In answer to the question, I don’t have any experience with large problems. Here’s a small but difficult Bayesian analysis that involved many continuous parameters. Here’s an example with some discrete parameters (which are often thought of as latent data) and some continuous parameters.

Even models that seem completely discrete can have continuous parameters representing the probabilities.

With regard to this part of a Bayesian analysis

posterior/prior = c * likelihood (or prior[data=data.o]/prior)

obviously data.o must be discrete (we never observe to an unlimited number of decimals places)

(S Stigler has a nice paper on how Galton realised the above)

Trying to condition on continuous outcomes perhaps does not even make sense.

But continuity is a wonderfully useful approximation and only really harmful if folks forget that it is an approximation (i.e. Borel paradox, McCullagh’s example of non-unique ancillary that Barnard objected to, etc.)

First, it’s helpful to realize that the things being called “Bayesian networks” here are not Bayesian. (They could be treated in a Bayesian way, but the description of how they are estimated leads me to think that’s not what Ho has in mind.)

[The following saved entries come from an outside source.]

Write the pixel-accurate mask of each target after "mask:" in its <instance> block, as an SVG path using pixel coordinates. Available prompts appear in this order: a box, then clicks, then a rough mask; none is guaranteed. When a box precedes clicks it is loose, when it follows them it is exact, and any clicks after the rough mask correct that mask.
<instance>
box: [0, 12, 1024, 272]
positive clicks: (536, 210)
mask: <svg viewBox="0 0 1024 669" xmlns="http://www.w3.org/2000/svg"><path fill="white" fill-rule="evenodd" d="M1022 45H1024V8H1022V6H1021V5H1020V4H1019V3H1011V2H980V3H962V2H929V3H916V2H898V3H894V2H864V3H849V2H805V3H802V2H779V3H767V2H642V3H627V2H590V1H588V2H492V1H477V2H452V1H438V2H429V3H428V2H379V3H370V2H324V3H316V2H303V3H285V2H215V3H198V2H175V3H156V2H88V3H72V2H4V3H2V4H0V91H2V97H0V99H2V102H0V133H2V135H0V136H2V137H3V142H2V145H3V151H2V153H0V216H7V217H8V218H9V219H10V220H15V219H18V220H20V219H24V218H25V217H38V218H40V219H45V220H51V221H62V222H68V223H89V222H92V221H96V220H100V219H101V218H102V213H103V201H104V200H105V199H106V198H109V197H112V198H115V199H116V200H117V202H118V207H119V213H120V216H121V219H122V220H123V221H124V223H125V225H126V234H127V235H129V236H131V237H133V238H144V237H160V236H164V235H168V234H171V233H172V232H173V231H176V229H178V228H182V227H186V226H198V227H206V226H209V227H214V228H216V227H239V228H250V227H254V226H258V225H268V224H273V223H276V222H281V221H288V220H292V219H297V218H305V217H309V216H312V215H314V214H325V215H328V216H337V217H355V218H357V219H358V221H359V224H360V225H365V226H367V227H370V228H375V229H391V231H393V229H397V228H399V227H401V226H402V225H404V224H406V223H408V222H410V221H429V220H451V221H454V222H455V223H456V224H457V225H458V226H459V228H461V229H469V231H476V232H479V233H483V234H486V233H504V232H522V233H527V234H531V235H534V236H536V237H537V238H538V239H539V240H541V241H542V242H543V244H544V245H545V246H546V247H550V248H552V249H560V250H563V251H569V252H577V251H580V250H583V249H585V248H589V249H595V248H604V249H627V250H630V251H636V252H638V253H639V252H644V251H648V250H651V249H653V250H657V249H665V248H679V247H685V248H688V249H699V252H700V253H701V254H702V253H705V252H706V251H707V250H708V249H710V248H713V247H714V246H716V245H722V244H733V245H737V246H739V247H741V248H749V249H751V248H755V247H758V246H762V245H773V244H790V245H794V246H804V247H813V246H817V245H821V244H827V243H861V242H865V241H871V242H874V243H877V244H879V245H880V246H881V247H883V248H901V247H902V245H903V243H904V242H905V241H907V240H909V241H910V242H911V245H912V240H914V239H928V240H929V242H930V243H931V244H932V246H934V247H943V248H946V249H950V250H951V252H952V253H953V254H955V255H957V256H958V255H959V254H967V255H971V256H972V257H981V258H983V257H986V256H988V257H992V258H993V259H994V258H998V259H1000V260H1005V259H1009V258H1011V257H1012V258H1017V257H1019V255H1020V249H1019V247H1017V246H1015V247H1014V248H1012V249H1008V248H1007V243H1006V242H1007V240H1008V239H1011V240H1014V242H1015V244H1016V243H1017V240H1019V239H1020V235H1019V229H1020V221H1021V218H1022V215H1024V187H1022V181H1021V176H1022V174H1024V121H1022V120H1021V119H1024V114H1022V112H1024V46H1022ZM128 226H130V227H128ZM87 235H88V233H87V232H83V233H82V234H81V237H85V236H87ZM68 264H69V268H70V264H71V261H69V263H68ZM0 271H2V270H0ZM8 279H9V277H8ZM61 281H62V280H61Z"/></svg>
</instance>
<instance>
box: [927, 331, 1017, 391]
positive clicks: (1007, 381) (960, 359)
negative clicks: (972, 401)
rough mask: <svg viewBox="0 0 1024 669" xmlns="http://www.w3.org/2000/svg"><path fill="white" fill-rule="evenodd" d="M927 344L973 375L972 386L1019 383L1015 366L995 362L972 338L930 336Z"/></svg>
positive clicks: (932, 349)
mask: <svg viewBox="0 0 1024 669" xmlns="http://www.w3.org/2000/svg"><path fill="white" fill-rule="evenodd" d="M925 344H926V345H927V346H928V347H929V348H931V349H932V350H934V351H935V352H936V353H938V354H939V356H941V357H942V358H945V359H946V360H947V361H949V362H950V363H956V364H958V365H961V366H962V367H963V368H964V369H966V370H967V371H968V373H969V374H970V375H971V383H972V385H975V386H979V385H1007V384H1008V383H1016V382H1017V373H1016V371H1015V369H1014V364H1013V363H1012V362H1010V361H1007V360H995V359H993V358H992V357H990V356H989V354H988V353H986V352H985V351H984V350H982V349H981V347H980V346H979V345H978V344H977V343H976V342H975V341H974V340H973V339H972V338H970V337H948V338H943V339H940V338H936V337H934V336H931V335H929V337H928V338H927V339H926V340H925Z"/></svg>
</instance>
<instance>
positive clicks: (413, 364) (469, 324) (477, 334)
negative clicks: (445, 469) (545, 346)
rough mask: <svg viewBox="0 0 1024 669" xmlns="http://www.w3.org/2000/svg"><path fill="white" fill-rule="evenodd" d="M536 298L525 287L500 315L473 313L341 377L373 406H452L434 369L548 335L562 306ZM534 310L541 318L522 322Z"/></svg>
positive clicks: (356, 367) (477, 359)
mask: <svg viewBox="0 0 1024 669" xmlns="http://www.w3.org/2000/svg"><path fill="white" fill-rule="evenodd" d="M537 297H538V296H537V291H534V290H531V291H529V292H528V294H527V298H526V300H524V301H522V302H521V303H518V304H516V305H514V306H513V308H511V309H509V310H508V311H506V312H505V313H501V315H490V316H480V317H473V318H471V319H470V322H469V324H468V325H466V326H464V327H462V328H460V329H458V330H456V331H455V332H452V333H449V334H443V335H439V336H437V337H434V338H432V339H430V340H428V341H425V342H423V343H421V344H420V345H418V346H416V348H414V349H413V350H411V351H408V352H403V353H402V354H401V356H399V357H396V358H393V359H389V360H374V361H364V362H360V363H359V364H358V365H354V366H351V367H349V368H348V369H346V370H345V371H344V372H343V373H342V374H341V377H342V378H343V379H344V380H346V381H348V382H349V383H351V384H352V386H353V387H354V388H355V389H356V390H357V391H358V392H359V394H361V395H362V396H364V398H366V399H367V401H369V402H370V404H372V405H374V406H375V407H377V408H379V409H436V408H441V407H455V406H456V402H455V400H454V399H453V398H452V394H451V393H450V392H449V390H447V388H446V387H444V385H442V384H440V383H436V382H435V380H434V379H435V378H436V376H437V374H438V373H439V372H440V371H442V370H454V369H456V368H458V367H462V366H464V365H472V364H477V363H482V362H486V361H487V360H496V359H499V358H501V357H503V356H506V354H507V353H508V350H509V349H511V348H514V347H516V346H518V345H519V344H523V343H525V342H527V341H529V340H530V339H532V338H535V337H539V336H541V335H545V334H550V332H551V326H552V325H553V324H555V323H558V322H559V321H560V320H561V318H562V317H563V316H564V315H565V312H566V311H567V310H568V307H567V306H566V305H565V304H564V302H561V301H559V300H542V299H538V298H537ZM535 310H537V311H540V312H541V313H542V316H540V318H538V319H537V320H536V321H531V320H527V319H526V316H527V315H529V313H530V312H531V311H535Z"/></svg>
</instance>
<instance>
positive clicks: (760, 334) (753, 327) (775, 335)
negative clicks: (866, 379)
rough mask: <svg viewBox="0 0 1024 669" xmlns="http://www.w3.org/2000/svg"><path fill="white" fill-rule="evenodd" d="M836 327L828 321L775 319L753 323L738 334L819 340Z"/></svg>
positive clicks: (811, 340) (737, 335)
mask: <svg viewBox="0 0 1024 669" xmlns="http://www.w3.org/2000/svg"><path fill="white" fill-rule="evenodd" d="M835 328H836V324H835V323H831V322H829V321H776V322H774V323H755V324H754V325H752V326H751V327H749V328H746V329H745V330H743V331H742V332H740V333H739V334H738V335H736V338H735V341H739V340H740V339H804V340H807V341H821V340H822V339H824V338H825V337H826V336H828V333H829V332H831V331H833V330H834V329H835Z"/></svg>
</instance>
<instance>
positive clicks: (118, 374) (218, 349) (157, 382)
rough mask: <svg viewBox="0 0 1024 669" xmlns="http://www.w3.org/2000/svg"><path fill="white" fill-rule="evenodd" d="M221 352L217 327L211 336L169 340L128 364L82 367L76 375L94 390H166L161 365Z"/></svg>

Second, it’s clear that Ho has in mind a very restricted subset of “Bayesian networks”, with only discrete variables, which is indeed the setting for the usual junction tree algorithm. The further restriction to binary variables seems unmotivated, and saying that neural networks are restricted to binary variables is even more bizarre, since common multilayer perceptron (aka, “backprop”) networks are naturally defined with real inputs. (It’s true that non-binary categorical inputs might be transformed to a 1-of-n binary encoding, but there’s no reason to convert real inputs to binary.)

Third, he must have in mind problems in which all the variables in the network are observed, since otherwise estimation cannot be done by simple counting.

I would not recommend trying to solve real problems, big or small, with this restricted mode of thinking.

When Mr Ho writes about Bayesian networks, he is referring to specific set of methods that have little to do procedurally with what Prof Gelman calls Bayesian models. Bayesian networks in my limited experience refer to using a graph to find the class of conditional distributions and creating the appropriate contingency tables. There isn’t a likelihood, a prior or a Bayes theorem in sight.

People agree that connecting dots with arrows is a useful intellectual exercise, but then how one attaches numbers to the dots and arrows is contentious. You have to read very carefully whether one is using a Bayesian network, a Bayesian model, a causal model or something else, once a graph has appeared.